The rural commune Tilemsi share farming as their main activity and production of wealth with the rural communes of neighboring pastoral Tarkint (Circle Bourem) of Anefis (Circle of Kidal), Alata (Circle of Menaka) and Anchawadj (Circle Gao).

Society
Constraints are:
- Weakness and lack of agricultural products;
- Lack of pasture;
- Significant loss of livestock due to disease outbreaks;
- Low income people;
- Enclosing and remoteness of some areas lack of rural roads;
- Food insecurity;

Despite its size the municipality has only one Community Health Centre located in town (Tin Aouker). The Health Centre by its geographical position does not meet all the demands of the people. Other sites are required to bring their patients in health centers in neighboring towns.

The rural commune Tilemsi has 13 primary schools and Second Cycle in main town. All these schools have been built with the advent of decentralization and face problems of equipment and Teachers.

The erection of Tin Aouker Tilemsi Circle in the Gao Region with 02 Districts is a democratic demand of its people:
-Tin-District Aouker, Chief town Aouker Tin with 02 rural communes namely Tilemsi and Fèsenfès;
-District of Azerzi, Chief town Amasrakad with 02 rural communes namely Amasrakad and Tinadhidj;

Administrative reform and the deepening of decentralization provide the best opportunity to build the City Circle in Tilemsi same name under all the advantages that only need to be valued and capitalized only service of peace, security, democracy and development in our country;

The recent creation of the Region of Menaka and Circle Almoustarat, making both borders with the territory of the Municipality Tilemsi offers for the same reasons an opportunity to create beneficial circle for Tilemsi ensures better administration and management issues of peace, security and development on the one hand but also to strengthen the role and place of buffer and stabilization Tilemsi between the three regions of Gao, Kidal and Menaka.

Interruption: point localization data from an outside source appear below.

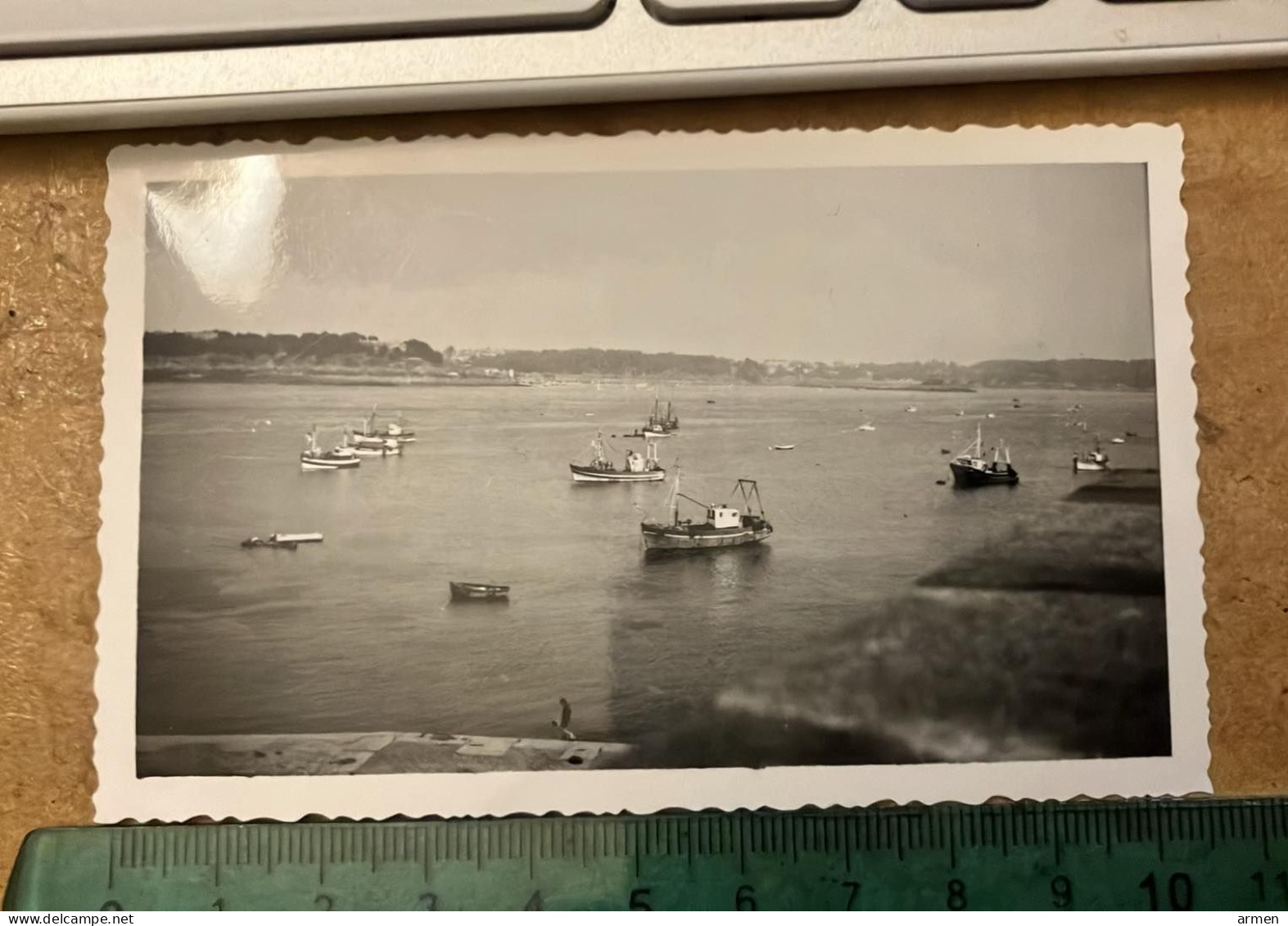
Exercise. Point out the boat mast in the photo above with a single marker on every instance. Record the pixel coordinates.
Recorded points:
(676, 499)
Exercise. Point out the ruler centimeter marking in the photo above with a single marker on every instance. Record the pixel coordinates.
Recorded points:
(1167, 854)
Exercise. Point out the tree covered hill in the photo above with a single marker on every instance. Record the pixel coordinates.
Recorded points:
(178, 350)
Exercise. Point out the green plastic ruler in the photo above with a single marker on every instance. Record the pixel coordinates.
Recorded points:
(1132, 856)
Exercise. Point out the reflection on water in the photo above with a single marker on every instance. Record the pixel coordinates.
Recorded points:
(359, 633)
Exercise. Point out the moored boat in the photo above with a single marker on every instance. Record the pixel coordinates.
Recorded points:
(256, 543)
(287, 541)
(478, 591)
(395, 431)
(635, 468)
(971, 469)
(316, 458)
(724, 526)
(373, 446)
(1091, 461)
(660, 422)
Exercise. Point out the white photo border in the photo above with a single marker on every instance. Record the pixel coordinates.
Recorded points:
(121, 795)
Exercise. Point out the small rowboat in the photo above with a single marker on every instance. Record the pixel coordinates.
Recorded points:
(478, 591)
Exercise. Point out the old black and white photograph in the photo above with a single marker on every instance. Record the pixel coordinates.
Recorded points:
(581, 473)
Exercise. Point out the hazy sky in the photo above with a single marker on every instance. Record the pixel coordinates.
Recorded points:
(856, 264)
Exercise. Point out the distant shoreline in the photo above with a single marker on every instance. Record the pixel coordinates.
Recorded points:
(395, 380)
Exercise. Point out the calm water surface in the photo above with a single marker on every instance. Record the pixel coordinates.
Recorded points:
(357, 633)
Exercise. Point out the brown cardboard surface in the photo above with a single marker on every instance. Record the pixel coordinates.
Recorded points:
(52, 247)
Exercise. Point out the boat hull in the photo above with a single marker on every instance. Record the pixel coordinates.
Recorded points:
(308, 463)
(665, 537)
(588, 474)
(474, 591)
(969, 477)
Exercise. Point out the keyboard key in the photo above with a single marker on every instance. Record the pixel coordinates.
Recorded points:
(715, 11)
(53, 26)
(933, 6)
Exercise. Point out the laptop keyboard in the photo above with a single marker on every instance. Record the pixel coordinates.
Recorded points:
(135, 62)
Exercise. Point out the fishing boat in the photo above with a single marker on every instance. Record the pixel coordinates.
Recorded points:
(1091, 461)
(658, 422)
(255, 543)
(635, 468)
(971, 469)
(373, 446)
(282, 540)
(395, 431)
(478, 591)
(723, 526)
(337, 458)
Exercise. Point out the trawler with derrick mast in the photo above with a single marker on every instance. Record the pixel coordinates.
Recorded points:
(721, 527)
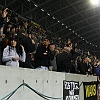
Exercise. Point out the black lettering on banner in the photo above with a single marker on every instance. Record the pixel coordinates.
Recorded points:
(70, 90)
(90, 90)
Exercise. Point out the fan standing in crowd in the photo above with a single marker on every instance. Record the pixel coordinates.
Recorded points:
(43, 55)
(12, 55)
(3, 14)
(28, 46)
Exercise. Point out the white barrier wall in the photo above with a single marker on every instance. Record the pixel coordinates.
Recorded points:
(46, 82)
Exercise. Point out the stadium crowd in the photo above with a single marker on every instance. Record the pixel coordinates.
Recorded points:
(23, 44)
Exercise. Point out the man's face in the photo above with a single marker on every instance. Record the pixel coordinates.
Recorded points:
(46, 42)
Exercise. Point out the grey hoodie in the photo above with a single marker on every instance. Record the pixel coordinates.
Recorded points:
(8, 57)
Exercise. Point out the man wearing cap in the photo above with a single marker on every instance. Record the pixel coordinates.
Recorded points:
(43, 55)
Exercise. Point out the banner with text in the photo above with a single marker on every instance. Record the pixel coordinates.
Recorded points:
(90, 90)
(70, 90)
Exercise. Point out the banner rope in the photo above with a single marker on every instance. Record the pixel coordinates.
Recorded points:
(38, 93)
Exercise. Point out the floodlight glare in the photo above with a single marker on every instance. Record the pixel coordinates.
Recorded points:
(95, 2)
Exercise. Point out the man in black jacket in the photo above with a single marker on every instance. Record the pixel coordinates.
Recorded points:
(43, 55)
(28, 46)
(64, 60)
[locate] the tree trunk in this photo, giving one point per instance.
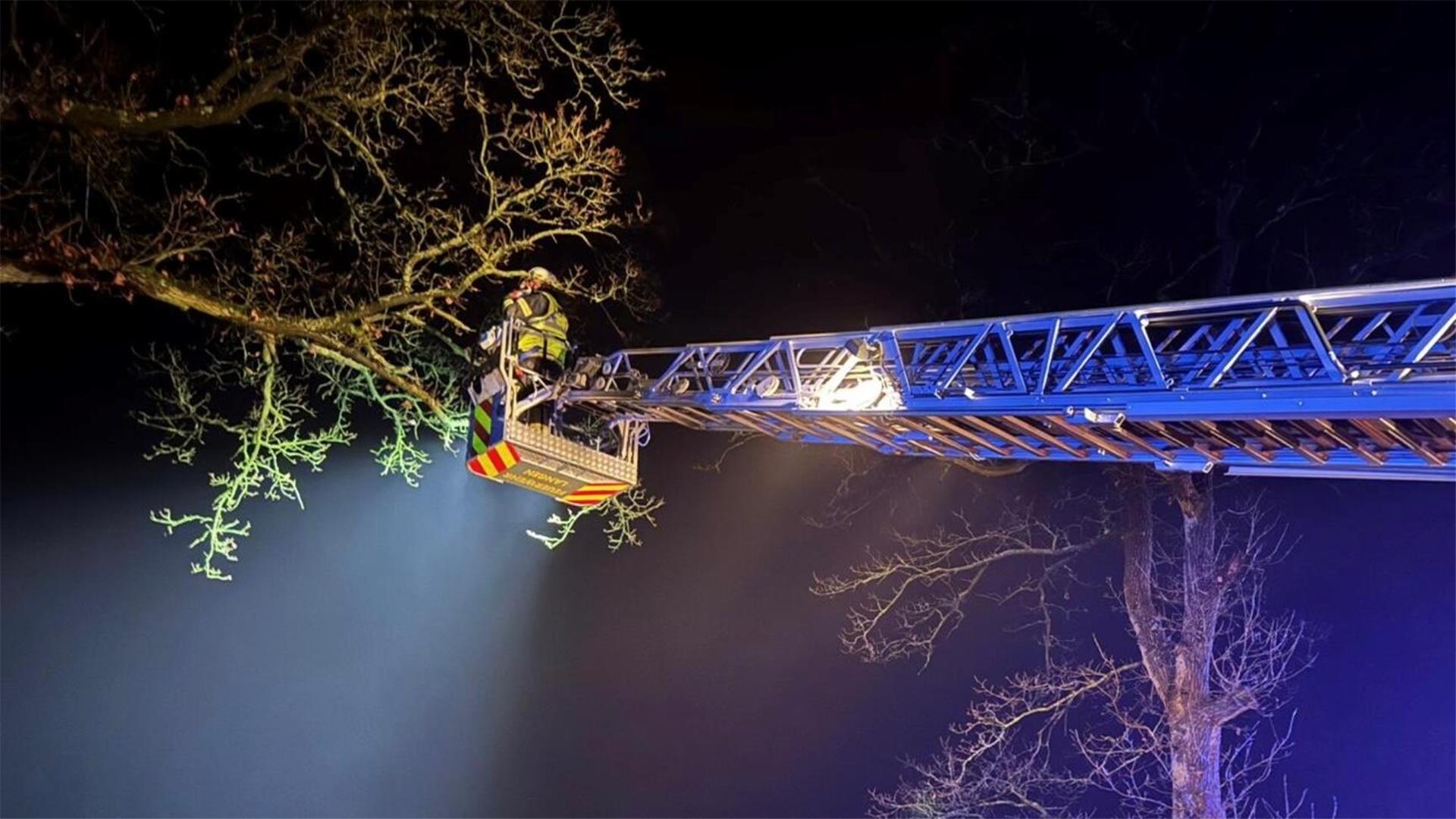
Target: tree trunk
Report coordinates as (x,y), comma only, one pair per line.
(1196,748)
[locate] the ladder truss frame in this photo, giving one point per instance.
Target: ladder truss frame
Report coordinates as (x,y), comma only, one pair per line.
(1340,382)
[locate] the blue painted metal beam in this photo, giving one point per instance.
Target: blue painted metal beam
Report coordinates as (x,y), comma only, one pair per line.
(1351,381)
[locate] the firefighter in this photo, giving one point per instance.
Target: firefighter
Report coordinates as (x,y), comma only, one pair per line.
(541,325)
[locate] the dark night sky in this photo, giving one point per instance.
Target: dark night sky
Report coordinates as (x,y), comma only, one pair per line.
(411,651)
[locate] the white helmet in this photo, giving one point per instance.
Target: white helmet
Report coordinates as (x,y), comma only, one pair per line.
(542,278)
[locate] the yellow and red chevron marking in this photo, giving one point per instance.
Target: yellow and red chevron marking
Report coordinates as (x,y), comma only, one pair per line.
(494,461)
(592,494)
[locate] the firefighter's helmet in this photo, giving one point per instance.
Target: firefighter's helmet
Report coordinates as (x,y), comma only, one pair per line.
(542,278)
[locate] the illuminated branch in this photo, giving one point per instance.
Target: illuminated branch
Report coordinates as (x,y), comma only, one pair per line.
(367,293)
(1184,729)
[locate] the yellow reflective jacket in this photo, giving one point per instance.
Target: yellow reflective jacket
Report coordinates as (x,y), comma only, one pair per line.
(542,325)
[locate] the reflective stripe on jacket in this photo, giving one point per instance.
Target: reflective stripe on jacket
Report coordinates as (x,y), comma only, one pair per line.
(544,324)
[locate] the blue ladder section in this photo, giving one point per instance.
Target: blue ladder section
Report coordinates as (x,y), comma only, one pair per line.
(1337,382)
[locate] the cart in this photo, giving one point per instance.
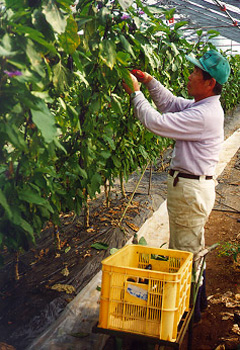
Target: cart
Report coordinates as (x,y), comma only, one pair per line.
(185,324)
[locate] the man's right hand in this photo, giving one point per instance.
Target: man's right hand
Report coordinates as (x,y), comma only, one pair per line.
(143,77)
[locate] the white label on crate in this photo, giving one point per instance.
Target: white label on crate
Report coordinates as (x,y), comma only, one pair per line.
(137,292)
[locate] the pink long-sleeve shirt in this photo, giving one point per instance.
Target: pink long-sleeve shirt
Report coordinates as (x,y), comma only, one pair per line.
(197,127)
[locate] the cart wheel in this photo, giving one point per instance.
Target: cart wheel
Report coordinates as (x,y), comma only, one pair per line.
(118,343)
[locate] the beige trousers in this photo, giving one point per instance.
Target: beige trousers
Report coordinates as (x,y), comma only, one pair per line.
(189,205)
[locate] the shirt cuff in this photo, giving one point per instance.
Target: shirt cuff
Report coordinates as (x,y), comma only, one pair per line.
(134,94)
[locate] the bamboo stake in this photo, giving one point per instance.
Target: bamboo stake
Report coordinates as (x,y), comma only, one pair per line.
(57,237)
(132,195)
(150,179)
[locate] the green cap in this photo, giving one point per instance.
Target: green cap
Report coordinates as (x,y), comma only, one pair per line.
(213,63)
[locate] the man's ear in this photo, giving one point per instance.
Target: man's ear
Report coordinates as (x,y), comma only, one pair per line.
(212,83)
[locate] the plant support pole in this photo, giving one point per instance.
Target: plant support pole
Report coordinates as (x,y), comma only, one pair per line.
(132,195)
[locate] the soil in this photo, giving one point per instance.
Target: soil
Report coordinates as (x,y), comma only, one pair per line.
(29,305)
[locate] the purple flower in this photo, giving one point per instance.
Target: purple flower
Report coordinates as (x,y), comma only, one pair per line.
(13,74)
(125,17)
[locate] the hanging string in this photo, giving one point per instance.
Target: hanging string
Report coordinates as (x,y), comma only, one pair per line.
(224,9)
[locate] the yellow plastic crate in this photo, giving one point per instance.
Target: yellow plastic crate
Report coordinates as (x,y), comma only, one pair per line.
(149,302)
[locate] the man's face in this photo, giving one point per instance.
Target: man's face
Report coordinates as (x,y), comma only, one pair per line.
(197,86)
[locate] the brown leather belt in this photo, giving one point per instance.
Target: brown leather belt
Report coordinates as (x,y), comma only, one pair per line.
(186,176)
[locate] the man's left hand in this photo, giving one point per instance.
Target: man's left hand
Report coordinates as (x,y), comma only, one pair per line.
(136,85)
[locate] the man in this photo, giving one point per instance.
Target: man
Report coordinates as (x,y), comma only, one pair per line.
(197,127)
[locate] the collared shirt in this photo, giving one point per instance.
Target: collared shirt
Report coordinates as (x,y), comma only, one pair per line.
(197,127)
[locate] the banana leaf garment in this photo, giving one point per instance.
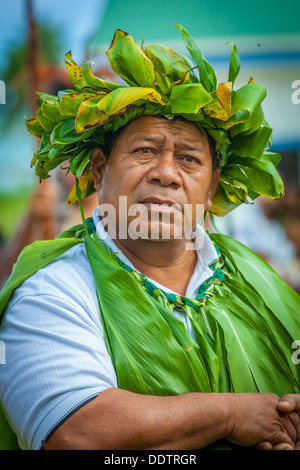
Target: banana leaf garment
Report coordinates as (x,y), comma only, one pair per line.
(245,319)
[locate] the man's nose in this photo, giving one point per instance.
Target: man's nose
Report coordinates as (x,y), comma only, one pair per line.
(165,170)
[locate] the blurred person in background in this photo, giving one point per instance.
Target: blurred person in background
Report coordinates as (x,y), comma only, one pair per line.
(141,342)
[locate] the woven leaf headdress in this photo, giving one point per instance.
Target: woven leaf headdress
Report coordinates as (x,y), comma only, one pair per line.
(160,81)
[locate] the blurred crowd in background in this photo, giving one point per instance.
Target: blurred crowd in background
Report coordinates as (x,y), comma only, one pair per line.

Our country is facing major challenges: combat poverty, fight against insecurity, complete decentralization and deepen democracy. The erection of the City Circle in Tilemsi takes into account all these issues and proceeds from the Malian Government's political will to involve people and communities in the management of power in the administration closer to its users:

The erection of the rural commune Circle Tilemsi be a valuable contribution because it not only helps to reinforce the important role already undertaken by people and politicians in the fight against insecurity, but also to create the conditions of deepening and consolidation;

This will also erect a deepening of decentralization and democracy through the promotion of social and economic balances as at local and regional level.

Notable people

- Mohamed Ahmed Al Asal, Customary Chief of the Tribe and rear Chamanamass Grand father Ag Sidalamine Zeidan, spokesman for the National Pact of 11 April 1992 and signed Agreements Bourem 11 January 1995;
- Kiyou said Ayyad Ag Mohamed Ahmed, Chief Tribe Chamanamass, Gold Medal of Independence (Gold Medal No. 197) according to Decree No. 107/PR of 21 September 1966, father of the current mayor of the rural commune Tilemsi Almoumine Kiyou Ag and Ag Ikna older brother Mohamed Ahmed, the father of Ag Sidalamine Ikna whose name is related to the education of children of the tribe.